IEEE Trans Pattern Anal Mach Intell. 2023 Jun;45(6):6846-6866. doi: 10.1109/TPAMI.2020.2986648. Epub 2023 May 5.
Egocentric vision (a.k.a. first-person vision-FPV) applications have thrived over the past few years, thanks to the availability of affordable wearable cameras and large annotated datasets. The position of the wearable camera (usually mounted on the head) allows recording exactly what the camera wearers have in front of them, in particular hands and manipulated objects.

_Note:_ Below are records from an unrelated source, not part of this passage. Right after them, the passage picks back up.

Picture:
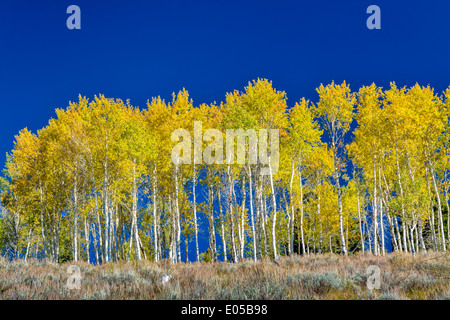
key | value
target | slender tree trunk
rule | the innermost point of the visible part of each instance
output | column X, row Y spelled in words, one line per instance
column 230, row 205
column 87, row 242
column 252, row 219
column 339, row 191
column 292, row 220
column 438, row 197
column 300, row 178
column 155, row 214
column 274, row 203
column 375, row 209
column 197, row 255
column 381, row 211
column 222, row 217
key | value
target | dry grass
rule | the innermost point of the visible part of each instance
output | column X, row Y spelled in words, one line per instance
column 316, row 277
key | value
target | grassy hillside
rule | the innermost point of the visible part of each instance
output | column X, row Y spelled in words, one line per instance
column 316, row 277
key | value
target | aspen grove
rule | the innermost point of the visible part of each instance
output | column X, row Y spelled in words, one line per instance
column 358, row 171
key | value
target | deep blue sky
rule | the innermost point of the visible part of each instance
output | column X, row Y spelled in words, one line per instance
column 140, row 49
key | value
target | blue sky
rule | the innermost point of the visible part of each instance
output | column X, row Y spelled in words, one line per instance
column 140, row 49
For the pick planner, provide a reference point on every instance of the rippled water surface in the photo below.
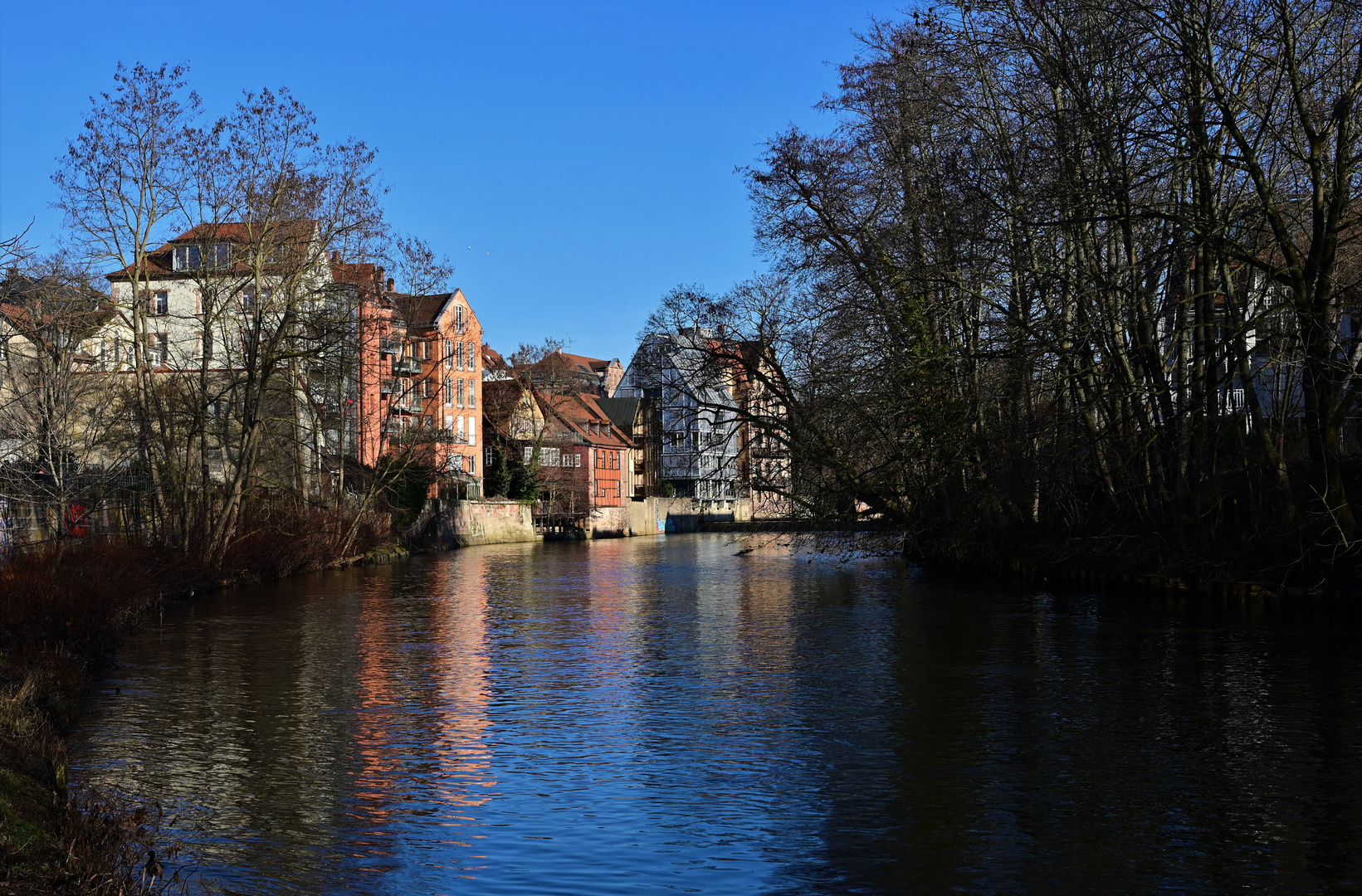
(661, 713)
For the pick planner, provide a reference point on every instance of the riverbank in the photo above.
(63, 609)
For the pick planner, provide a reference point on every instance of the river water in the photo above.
(663, 715)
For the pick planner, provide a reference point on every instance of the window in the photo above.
(185, 258)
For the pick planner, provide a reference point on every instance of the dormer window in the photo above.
(185, 258)
(191, 258)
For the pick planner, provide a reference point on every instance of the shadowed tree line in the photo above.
(1070, 280)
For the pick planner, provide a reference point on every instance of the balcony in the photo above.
(422, 436)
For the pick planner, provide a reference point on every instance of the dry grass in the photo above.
(61, 607)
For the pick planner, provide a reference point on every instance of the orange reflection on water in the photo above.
(421, 713)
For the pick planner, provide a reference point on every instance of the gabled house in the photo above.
(420, 382)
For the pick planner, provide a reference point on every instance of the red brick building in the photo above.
(420, 380)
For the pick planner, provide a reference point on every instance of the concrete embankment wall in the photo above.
(658, 516)
(465, 523)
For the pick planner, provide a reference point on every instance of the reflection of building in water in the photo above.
(461, 628)
(417, 709)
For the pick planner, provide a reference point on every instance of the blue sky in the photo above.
(584, 150)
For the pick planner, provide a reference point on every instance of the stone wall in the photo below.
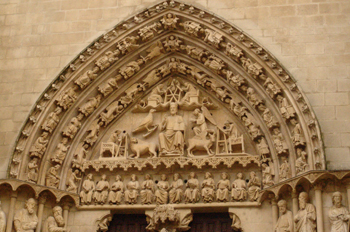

This intrinsic advantage enables the study of the hands from multiple perspectives: localizing hands and their parts within the images; understanding what actions and activities the hands are involved in; and developing human-computer interfaces that rely on hand gestures. In this survey, we review the literature that focuses on the hands using egocentric vision, categorizing the existing approaches into: localization (where are the hands or parts of them?); interpretation (what are the hands doing?); and application (e.g., systems that used egocentric hand cues for solving a specific problem). Moreover, a list of the most prominent datasets with hand-based annotations is provided.
自我中心视觉(也称为第一人称视觉-FPV)应用在过去几年中蓬勃发展,这要归功于价格实惠的可穿戴相机和大型标注数据集的可用性。可穿戴相机的位置(通常安装在头部)允许记录相机佩戴者面前的准确内容,特别是手和操作的对象。这种内在优势使我们能够从多个角度研究手:在图像中定位手及其部分;理解手参与的动作和活动;并开发依赖手势的人机界面。在本次调查中,我们回顾了使用自我中心视觉的文献,将现有的方法分为三类:定位(手或手的部分在哪里?);解释(手在做什么?);以及应用(例如,使用自我中心手线索解决特定问题的系统)。此外,还提供了带有手部标注的最突出数据集列表。